Supporting the LGBTIQA+ community
The Skin Firm team supports the LGBTIQA+ community and has adopted the following principles from the AUSTRALIAN LGBTIQA+ POLICY GUIDE 2020, developed by The Equality Project, Australia.
The Skin Firm LGBTIQA+ Principles
FAIRNESS
The conviction that all Australians have the right to live in a just and transparent society while being protected from the abuse of power in all spheres.
HUMAN RIGHTS
The fundamental rights that recognise and respect the intrinsic value, self-determination, and dignity of all persons.
These include freedom of belief, freedom from need and want, freedom from discrimination, freedom of association, freedom to found a family, and the right to bodily autonomy.
EQUALITY
The ability of all Australians to choose and pursue the same opportunities as others without experiencing significantly more barriers than any other person.
INTERSECTIONALITY
An acknowledgement that people are inherently multi-faceted, both in terms of their status(es) within LGBTIQA+ communities and a wide range of other important attributes, and that human rights should apply to all parts of a person.
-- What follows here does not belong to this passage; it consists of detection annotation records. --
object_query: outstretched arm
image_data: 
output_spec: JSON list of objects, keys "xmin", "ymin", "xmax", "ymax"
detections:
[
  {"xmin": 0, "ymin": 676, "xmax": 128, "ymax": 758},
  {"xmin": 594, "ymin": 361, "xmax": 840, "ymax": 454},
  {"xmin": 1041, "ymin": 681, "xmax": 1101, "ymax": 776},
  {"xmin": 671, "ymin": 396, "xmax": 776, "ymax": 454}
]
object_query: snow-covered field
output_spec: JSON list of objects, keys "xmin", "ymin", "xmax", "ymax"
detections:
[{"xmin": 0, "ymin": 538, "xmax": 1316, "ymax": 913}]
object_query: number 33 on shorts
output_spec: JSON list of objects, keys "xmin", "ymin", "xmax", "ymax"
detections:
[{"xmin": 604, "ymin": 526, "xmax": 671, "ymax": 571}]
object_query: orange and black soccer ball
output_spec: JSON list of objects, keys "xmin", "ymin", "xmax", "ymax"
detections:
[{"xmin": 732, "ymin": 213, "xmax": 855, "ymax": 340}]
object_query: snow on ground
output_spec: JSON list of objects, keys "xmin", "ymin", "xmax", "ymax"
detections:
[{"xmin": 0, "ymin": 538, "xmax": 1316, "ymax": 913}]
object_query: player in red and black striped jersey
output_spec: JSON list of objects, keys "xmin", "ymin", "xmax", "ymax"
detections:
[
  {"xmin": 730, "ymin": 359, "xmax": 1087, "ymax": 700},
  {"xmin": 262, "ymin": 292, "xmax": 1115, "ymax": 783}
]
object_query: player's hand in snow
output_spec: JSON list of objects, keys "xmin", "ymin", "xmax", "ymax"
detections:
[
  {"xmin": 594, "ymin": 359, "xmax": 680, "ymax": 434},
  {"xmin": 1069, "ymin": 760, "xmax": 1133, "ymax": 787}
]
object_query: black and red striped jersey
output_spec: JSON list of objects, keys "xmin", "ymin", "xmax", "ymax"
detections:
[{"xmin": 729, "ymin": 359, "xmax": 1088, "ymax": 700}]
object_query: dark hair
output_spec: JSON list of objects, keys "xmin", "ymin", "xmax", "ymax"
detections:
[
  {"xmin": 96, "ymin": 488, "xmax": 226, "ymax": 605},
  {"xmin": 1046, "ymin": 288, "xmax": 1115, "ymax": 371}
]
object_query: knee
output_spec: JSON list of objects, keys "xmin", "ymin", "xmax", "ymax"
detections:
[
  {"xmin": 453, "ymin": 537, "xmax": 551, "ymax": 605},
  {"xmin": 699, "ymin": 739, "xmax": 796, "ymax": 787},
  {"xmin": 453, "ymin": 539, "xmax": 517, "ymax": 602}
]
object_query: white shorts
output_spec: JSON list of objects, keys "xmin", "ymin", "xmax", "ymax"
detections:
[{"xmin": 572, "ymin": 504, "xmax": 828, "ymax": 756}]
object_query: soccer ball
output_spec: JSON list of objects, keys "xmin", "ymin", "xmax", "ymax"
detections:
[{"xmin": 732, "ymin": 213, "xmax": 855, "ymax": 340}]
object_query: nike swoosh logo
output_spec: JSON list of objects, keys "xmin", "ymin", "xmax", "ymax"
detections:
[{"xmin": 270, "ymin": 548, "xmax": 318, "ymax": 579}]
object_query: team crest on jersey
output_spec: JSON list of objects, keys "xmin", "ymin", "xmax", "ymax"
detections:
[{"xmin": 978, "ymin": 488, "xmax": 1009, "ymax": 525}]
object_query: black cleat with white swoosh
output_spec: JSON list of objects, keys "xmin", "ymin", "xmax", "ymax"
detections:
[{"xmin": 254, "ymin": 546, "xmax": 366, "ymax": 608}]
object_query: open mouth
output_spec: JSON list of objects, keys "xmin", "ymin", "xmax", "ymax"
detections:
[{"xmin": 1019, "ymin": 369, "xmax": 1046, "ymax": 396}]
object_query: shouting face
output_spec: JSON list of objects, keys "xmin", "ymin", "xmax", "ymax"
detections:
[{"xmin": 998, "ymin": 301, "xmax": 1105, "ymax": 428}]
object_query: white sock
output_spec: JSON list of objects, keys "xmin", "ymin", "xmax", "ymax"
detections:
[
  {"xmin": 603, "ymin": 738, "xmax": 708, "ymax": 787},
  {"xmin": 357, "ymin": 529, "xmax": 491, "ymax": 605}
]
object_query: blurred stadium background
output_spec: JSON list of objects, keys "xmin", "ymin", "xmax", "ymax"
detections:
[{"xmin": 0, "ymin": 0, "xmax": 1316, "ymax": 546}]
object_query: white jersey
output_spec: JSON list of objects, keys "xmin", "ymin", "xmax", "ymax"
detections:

Yogyakarta Principles Plus 10: Additional Principles and State Obligations on the Application of International Human Rights Law in Relation to Sexual Orientation, Gender Identity, Gender Expression and Sex Characteristics, to Complement the Yogyakarta Principles recognises “that the needs, characteristics and human rights situations of persons and populations of diverse sexual orientations, gender identities, gender expressions and sex characteristics are distinct from each other”, and notes “that sexual orientation, gender identity, gender expression and sex characteristics are each distinct and intersectional grounds of discrimination, and that they may be, and commonly are, compounded by discrimination on other grounds including race, ethnicity, indigeneity, sex, gender, language, religion, belief, political or other opinion, nationality, national or social origin, economic and social situation, birth, age, disability, health (including HIV status), migration,
marital or family status, being a human rights defender or other status” (2017, http://www. yogyakartaprinciples.org/principles-en/yp10, Preamble).
SELF-ADVOCACY
Policy that is developed by and with the people with lived experience of the phenomena associated with that policy will be more likely to adequately define those phenomena, engage complexity, and propose effective solutions than policy that is developed mostly by actors and agents who speak and work on behalf of people with lived experience.